Dezessete anos depois, o assassinato de Isabela Nardoni, morta ao ser atirada do sexto andar do prédio na zona norte de São Paulo pelo própria pai Alexandre Nardoni e pela madrasta Anna Carolina Jatobá, pode ter reviravolta e colocar um personagem novo na cena do crime. O novo personagem seria o advogado Antônio Nrdoni, avô paterno da criança, que teria incentivado o casal a por fim à vida de Isabela após a menina ter sido esganada pela madrasta Anna Jatobá.
A investigação revelou que Isabella foi agredida por Anna Carolina Jatobá, que a esganou e a asfixiou. Alexandre, em seguida, teria cortado a rede de proteção e jogado a menina. Isabella morreu a caminho do hospital. O ato de jogar a menina pela janela do apartamento teria sido incentivado por Antônio Nardoni, que não estava no apartamento mas teria participado com o uso do telefone celular.
As novas informações surgiram de um relato de uma servidora pública, uma policial penal encarregada de monitorar Anna Jatobá na prisão e ouviu dela informações sobre a ação do sogro no episódio, O relato da policial penal chegou ao conhecimento da Associação do Orgulho dos LGBTQIAPN+, que enviou uma representação ao Ministério Público de São Paulo (MPSP) contra Antônio Nardoni. Segundo a entidade, o avô teria agido de forma enfática no assassinato da criança. O crime causou comoção nacional.
“Segundo o relato da servidora pública, o referido indivíduo teria prestado auxílio consciente aos autores do crime, colaborando com a criação de álibi para acobertar os réus”, diz um trecho do documento, em relação a Antonio Nardoni.

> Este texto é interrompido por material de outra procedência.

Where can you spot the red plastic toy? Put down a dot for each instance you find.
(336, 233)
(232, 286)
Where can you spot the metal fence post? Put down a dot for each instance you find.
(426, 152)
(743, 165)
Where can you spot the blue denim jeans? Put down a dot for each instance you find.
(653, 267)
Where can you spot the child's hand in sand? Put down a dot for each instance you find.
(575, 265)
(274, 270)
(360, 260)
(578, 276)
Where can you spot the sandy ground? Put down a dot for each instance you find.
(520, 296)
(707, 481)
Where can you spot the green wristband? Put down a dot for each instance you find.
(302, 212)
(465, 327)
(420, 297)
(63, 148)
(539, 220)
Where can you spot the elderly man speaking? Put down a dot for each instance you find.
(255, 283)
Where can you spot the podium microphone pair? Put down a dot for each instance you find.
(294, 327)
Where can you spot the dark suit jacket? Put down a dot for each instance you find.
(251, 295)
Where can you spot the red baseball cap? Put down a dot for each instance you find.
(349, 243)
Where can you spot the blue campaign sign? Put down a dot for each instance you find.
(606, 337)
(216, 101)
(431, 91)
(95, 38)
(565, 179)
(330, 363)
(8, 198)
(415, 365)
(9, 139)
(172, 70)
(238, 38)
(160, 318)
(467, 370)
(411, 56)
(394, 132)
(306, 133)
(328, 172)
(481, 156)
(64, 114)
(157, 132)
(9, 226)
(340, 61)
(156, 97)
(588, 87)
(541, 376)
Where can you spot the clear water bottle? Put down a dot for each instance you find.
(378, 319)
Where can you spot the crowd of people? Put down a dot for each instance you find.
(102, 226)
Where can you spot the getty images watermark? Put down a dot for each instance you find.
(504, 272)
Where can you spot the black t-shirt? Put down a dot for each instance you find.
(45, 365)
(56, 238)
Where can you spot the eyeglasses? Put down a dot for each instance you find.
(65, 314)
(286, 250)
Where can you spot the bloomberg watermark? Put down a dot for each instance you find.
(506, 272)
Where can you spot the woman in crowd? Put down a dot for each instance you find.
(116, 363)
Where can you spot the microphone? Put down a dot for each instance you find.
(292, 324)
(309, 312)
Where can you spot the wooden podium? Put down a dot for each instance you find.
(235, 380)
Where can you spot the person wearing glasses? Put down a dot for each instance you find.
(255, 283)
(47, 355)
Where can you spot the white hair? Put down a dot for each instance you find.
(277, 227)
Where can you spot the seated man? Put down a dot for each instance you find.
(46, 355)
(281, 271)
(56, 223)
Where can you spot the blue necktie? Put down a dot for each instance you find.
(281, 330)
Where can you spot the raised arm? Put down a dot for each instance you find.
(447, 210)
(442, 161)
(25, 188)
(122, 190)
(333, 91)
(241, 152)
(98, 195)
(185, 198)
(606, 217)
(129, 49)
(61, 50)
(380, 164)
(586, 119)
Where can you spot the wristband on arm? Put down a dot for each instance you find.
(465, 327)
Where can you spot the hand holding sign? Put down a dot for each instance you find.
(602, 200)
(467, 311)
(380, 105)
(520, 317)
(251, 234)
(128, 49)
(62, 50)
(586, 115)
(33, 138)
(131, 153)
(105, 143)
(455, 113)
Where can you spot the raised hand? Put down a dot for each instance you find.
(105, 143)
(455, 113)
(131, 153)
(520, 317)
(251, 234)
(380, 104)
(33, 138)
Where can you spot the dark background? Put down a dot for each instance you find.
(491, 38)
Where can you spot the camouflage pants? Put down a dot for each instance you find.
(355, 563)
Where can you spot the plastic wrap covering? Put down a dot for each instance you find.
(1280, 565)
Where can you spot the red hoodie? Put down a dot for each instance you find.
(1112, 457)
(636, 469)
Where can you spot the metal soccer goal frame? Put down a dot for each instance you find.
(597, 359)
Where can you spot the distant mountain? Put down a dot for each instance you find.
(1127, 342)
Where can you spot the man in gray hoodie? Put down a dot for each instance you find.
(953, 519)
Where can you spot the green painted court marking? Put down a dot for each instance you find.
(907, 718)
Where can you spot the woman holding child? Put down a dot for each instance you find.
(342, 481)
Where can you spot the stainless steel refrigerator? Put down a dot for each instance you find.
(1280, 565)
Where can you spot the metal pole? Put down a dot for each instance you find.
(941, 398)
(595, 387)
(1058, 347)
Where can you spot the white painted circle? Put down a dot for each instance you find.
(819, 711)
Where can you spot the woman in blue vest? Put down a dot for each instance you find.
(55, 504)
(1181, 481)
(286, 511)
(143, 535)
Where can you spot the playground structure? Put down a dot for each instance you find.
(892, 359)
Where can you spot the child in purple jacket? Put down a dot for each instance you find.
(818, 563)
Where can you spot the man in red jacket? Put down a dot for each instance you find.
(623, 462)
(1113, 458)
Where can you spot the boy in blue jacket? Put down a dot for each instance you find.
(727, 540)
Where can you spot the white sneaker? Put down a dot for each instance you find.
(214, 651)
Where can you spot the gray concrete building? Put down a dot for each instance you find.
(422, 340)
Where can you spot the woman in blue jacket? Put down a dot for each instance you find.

Além disso, ainda segundo a denúncia, Antônio Nardoni teria atuado, “de forma efetiva ou instigadora, na execução da vítima, que à época ainda se encontrava com sinais vitais quando foi arremessada da janela”. De acordo com o documento, o pai de Alexandre Nardoni não foi investigado pelo assassinato da neta na época do crime.
A petição da associação reforça, ainda, que a servidora em questão estaria com medo de fazer uma denúncia formal, devido a eventuais represálias. Assim, a entidade pede a “instauração ou reabertura” de inquérito policial para investigar uma possível participação de Antônio Nardoni na morte de Isabella, além de medidas para proteção à policial penal.
Agripino Magalhães Júnior, suplente de deputado estadual por São Paulo e presidente da Associação do Orgulho dos LGBTQIAPN+, afirmou que a justiça precisa ser feita e repudiou que tanto Alexandre Nardoni como Anna Carolina Jatobá cumpram a pena em regime aberto. “É revoltante ver Alexandre Nardoni e Anna Carolina Jatobá circulando livremente entre nós, como se nada tivessem feito. Esse casal tirou a vida de uma criança de forma brutal, covarde e imperdoável. Não são pessoas comuns, são monstros que carregam nas mãos o sangue da própria filha e enteada”, disse.
Ele seguiu: “A sociedade não pode se calar diante dessa afronta: precisamos de proteção, precisamos de justiça real. Gente assim não merece conviver em meio à coletividade, porque o que representam é ameaça, dor e medo. Meu total repúdio a esse casal que jamais deveria ter o direito de caminhar entre nós como se fossem inocentes”.